Sing me Back Home: Songwriting Etnografico e Politica della Lingua Sarda

Departmental News

Posted:  Feb 13, 2025 - 12:00pm

UNM Associate Professor, singer-songwriter and anthropologist Dr. Kristina Jacobsen has just published the definitive Italian translation of her book, Sing me Back Home: Songwriting Etnografico e Politica della Lingua Sarda, with NeoClassica Press in Rome, Italy. It was translated by Antonio Gambacorta and features original songs inspired by ethnographic fieldwork on the Italian semi-sovereign island of Sardinia. Jacobsen will be touring with the book in a series of combined book reading-concerts on the Italian island of Sardinia and in mainland Italy, this spring and summer.
About the book

Set on the Italian island of Sardinia, Sing Me Back Home explores language and culture through songwriting as an ethnographic method. Based on thirteen months of ethnographic fieldwork writing songs with Sardinian musicians, artisans, shepherds, poets, and language activists, Kristina Jacobsen asks: How are Sardinian lives and language ideologies narrated against the backdrop of American music?
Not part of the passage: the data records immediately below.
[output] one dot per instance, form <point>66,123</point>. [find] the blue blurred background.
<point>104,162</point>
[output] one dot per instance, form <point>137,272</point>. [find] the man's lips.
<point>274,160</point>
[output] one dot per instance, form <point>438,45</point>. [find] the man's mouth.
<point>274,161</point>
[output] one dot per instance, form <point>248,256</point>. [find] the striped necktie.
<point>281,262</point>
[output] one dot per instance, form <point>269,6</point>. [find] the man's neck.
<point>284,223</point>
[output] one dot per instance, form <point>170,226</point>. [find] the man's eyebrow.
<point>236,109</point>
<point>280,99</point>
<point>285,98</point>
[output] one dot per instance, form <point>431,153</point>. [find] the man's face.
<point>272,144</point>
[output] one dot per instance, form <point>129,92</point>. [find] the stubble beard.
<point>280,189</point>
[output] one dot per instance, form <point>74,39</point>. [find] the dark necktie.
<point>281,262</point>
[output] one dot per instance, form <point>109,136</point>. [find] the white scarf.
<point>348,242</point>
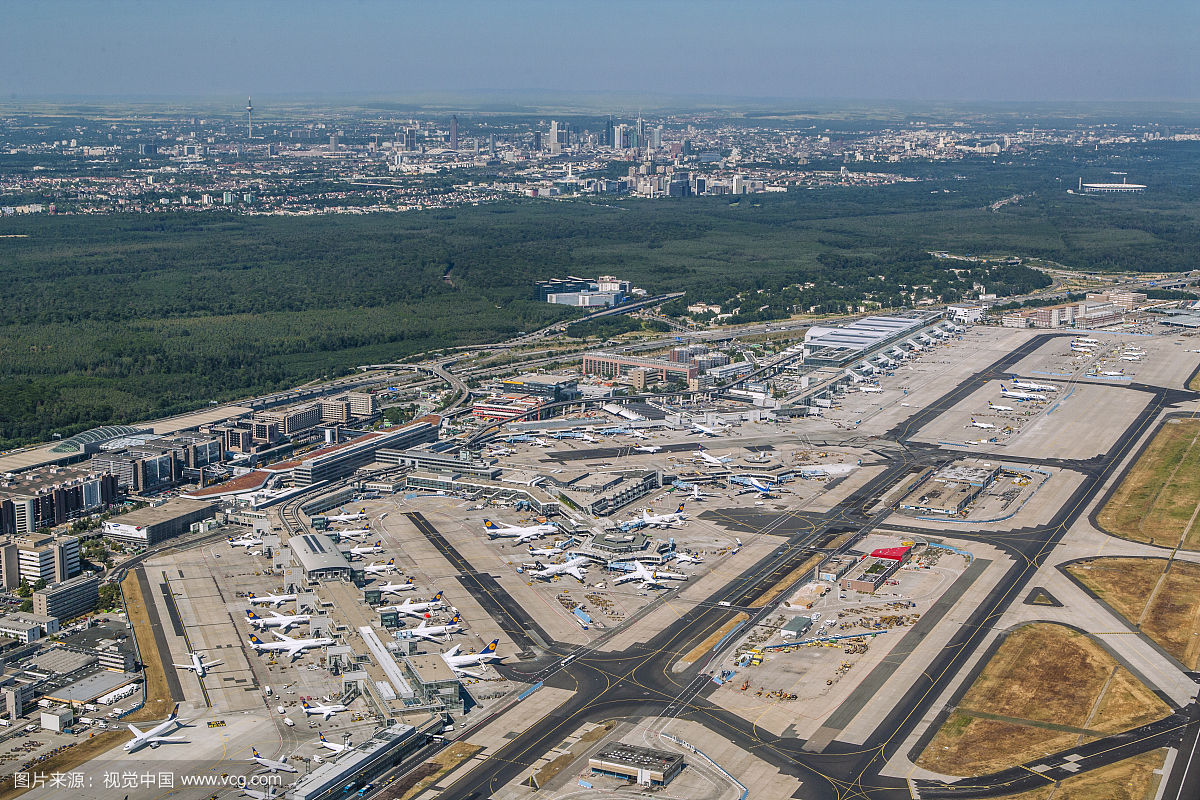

The book shows how Sardinian musicians sing their own history between the lines. It reveals how Sardinian songs become a site of transduction where, through the process of songwriting, recording, and performance, the energy from one genre of music and lingua-culture is harnessed to signal another one much closer to home.

Sing Me Back Home is accompanied by original songs written and recorded in the field, with links to songs in each chapter. It includes songwriting prompts and lyrics, a glossary of key terms, and photographs from the field. Drawing on work from critical collaborative research, auto-ethnography, public anthropology, arts-based research, and ethnographic poetry, this sensory ethnography offers new ways for us to hear culture through stories and songs.

This multi-sensory ethnography invites readers and listeners to discover the Italian island of Sardinia through storytelling, music, and song.

What the Critics are Saying:

Sing Me Back Home demonstrates the strength and efficiency of ethnographic songwriting as a research tool. Jacobsen offers a rich and original interpretation of Sardinia’s contemporary linguistic dynamics and music culture.”

Ignazio Macchiarella, University of Cagliari (Sardinia, Italy)

“Through this rich and detailed account, Jacobsen presents an ethically meaningful model for how researchers might conduct fieldwork through the collaborative co-creation of artistic works. A fascinating and essential read for creative ethnographers and the fields of anthropology and ethnomusicology.”

Kael Reid, York University

“Jacobsen delivers a brilliant ethnography. Through her sensuous descriptions of Sardinian social life, she offers us a new way to explore the hidden dimensions of language, song, and culture. This soulful work is destined to become an anthropological classic.”